Realized the structure of regression model by the set of large-scale precise search query string and multiple feature, will greatly improve the accuracy of most relevant search result in regression model identification search procedure.

As shown in Figure 3, in one embodiment, above-mentionedly to comprise according to the step of the multiple feature construction regression models in the most correlation results data of given precise search query string set and correspondence in advance:

Step 301, obtains the most correlation results data that query string in given precise search query string set and the set of precise search query string is corresponding.

Step 303, carries out feature extraction to most correlation results data, to obtain most correlation results data characteristic of correspondence vector.

In the present embodiment, according to predefined multiple feature, feature extraction is carried out to most correlation results data, so that most correlation results data is expressed as predefined multiple feature, obtain characteristic of correspondence vector.

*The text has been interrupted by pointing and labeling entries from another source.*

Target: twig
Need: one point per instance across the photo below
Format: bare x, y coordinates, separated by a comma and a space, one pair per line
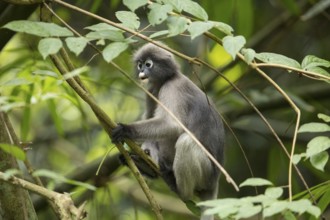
193, 60
63, 202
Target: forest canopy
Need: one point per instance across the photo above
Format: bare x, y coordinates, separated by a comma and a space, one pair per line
67, 77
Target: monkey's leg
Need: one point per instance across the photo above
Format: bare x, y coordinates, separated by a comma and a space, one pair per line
192, 168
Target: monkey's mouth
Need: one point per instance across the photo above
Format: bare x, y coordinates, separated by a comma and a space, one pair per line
143, 76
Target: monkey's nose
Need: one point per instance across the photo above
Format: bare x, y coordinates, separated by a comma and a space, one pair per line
142, 75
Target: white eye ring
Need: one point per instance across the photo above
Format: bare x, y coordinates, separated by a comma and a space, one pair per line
139, 65
148, 63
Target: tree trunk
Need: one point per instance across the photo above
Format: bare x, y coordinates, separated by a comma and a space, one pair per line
15, 202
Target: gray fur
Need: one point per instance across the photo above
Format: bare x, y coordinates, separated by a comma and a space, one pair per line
185, 167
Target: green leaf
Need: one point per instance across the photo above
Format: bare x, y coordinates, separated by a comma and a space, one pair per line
314, 210
320, 160
159, 33
16, 82
76, 44
274, 192
76, 72
13, 150
41, 29
194, 9
317, 145
256, 182
106, 34
288, 215
113, 50
129, 19
134, 4
249, 55
324, 117
312, 61
233, 44
176, 4
297, 157
49, 46
225, 28
55, 117
319, 70
176, 25
10, 173
102, 27
277, 59
314, 127
158, 13
197, 28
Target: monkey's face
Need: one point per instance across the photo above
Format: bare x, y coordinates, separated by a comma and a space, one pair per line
144, 69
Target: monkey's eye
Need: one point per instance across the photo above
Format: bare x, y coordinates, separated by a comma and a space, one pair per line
139, 66
149, 63
147, 152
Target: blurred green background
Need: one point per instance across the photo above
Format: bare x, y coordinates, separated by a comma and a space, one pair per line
66, 137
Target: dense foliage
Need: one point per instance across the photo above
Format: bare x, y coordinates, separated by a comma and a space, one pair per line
265, 66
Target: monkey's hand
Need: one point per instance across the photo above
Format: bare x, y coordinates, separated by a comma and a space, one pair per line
120, 133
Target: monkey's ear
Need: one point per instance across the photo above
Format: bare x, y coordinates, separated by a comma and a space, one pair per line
120, 133
191, 205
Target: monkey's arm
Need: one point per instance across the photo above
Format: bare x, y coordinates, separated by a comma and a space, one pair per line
150, 129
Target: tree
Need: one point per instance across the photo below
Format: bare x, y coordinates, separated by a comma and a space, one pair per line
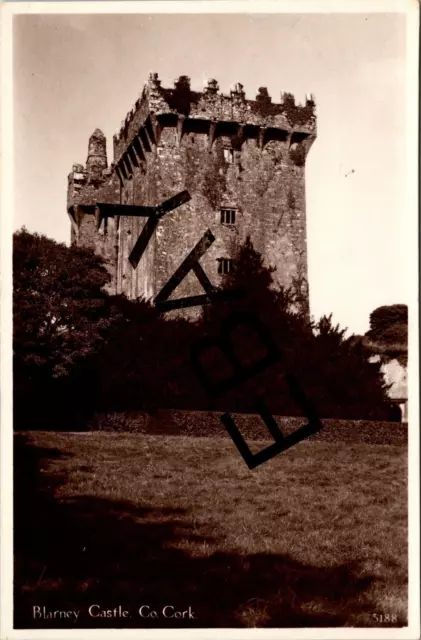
62, 316
333, 372
388, 334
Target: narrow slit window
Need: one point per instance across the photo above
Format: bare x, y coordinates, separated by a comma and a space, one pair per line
229, 155
225, 265
228, 216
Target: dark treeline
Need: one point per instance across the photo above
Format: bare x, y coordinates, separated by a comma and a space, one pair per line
78, 351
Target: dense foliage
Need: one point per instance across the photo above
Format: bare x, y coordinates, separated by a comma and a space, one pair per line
92, 352
61, 317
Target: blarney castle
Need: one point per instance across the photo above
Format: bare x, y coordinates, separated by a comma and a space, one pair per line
243, 163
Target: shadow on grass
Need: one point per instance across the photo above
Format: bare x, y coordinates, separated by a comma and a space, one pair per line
75, 553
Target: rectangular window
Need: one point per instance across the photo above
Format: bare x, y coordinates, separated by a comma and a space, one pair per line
228, 155
228, 216
225, 265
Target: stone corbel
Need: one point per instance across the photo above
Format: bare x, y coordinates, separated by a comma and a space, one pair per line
127, 164
261, 137
98, 218
133, 156
154, 129
212, 134
180, 128
240, 134
137, 145
119, 173
72, 215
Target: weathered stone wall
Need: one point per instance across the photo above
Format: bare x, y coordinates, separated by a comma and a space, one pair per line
175, 139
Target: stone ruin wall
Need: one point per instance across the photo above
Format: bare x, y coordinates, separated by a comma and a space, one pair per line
174, 139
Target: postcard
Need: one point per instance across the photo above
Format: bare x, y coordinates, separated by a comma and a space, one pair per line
210, 320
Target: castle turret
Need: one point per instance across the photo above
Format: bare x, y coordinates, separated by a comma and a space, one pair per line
97, 155
243, 163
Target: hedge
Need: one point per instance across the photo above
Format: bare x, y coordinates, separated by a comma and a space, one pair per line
202, 423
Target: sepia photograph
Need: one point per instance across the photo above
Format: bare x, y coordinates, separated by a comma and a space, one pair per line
210, 319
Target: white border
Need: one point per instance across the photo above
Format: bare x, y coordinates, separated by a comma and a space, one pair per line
408, 7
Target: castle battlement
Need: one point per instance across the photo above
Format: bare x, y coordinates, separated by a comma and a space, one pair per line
241, 160
158, 106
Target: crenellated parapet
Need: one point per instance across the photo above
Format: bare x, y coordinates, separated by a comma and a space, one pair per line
210, 112
94, 182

Concrete, because given precise search query string set contains multiple accurate query string, therefore, the most correlation results data corresponding to this precise search query string set will contain some Search Results corresponding to query string accurate with each.

It can thus be appreciated that will extract each Search Results characteristic of correspondence mark value respectively according to predefined multiple feature, and then each Search Results all can be expressed as the proper vector of a N*1, wherein, N is predefined feature quantity; Whole most correlation results data just can be expressed as the proper vector of a M*N dimension, and M is the quantity of Search Results in most correlation results data.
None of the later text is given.